Framing the situation this way implies that his behaviours were CAUSED by the “disorder” to which the label refers. But, the idea that there might exist such a disorder did not come about – as we might reasonably expect – as the consequence of a process of scientific discovery. The disorder was brought into being by a committee of (as has been widely noted, financially compromised) experts who share a particular perspective. For me, this is ethically troubling.
Dr. Pies also was perplexed by the view that people claim that “psychiatric diagnoses imply that people’s difficulties can be understood, or ought to be understood, “in the same way as bodily diseases”.
He’s right of course. This claim does not square with the “biopsychosocial model”, which has been the predominant paradigm in American academic psychiatry since George Engel introduced the term. But [URL] the principles of the biopsychosocial model are often rather undermined by the tendency to see biological factors as dominant or ‘primary’. So social factors are often regarded as moderating underlying genetic vulnerabilities… I think people often find it difficult to think of genetic factors mediating the effects of social factors (such as abuse) on outcome… although, in scientific terms, that is of course precisely what’s happening.
And is it true that people say that psychiatric problems are essentially the same as bodily illnesses?

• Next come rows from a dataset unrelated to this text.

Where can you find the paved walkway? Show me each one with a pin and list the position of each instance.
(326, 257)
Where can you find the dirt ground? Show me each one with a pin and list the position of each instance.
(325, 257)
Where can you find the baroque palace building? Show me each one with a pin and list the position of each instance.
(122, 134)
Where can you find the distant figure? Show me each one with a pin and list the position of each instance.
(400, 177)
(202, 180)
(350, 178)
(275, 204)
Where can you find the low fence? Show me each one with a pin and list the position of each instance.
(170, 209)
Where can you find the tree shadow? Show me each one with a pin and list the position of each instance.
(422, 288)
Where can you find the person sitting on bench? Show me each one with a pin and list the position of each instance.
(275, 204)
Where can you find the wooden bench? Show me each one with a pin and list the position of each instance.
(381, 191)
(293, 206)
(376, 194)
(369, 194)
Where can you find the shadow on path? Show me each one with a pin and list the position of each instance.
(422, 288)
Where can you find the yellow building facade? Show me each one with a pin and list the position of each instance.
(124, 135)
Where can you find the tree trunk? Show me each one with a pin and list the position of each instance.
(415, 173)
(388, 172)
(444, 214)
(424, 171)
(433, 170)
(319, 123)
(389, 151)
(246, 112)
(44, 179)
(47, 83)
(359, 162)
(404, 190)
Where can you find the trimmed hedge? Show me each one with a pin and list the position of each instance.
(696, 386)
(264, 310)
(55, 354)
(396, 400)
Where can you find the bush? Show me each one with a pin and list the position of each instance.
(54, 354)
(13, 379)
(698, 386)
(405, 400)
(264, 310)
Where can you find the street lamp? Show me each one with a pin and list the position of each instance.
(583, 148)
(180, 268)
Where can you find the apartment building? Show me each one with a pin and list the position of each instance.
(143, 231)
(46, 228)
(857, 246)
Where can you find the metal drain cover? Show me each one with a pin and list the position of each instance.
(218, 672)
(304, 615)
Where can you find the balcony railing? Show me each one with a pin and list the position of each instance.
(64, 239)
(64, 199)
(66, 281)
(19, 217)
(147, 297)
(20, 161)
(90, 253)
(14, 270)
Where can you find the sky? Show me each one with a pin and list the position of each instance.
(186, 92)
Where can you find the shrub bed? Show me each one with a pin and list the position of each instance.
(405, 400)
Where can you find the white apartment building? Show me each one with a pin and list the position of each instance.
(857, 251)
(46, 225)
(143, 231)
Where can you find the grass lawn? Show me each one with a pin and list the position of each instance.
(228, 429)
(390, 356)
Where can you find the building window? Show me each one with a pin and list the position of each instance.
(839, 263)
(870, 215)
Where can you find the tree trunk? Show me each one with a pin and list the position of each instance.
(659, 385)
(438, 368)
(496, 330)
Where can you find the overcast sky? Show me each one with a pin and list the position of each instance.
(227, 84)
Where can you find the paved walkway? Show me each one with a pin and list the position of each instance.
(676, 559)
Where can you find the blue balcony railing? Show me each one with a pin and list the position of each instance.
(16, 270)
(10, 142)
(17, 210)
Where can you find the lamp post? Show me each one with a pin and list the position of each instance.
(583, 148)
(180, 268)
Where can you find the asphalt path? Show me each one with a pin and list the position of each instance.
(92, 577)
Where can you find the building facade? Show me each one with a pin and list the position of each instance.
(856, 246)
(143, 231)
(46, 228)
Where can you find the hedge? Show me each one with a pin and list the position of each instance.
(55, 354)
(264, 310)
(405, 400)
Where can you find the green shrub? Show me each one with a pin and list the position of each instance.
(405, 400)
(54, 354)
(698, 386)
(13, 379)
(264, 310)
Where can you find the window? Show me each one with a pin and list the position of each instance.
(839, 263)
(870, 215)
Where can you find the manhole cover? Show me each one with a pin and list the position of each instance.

Well… I invite readers to explore this question for themselves. Our beloved Google reveals that the search “depression is a brain disease” textbook gives us several (actually thousands of) hits. I’ll offer a prize (really, and it’ll be fantastic) for the best example. My favorites include Charles Nemeroff making a typical robust offering… although here he does reveal some of his stock options. Or “San Diego’s Voice on Mental Illness” which tells the citizens that depression is “an Illness Like Any Other: Mental Illnesses are Brain Disorders”. This is important, of course, because the “an illness like any other” … approach actually increases stigma.
Am I aware that well-known psychiatric textbooks promote a much more humane and scientifically valid approach? Of course. But I would maintain that – as my correspondent above suggested – that’s what’s SAID. What’s done in practice is often quite different and, in some cases, quite brutal.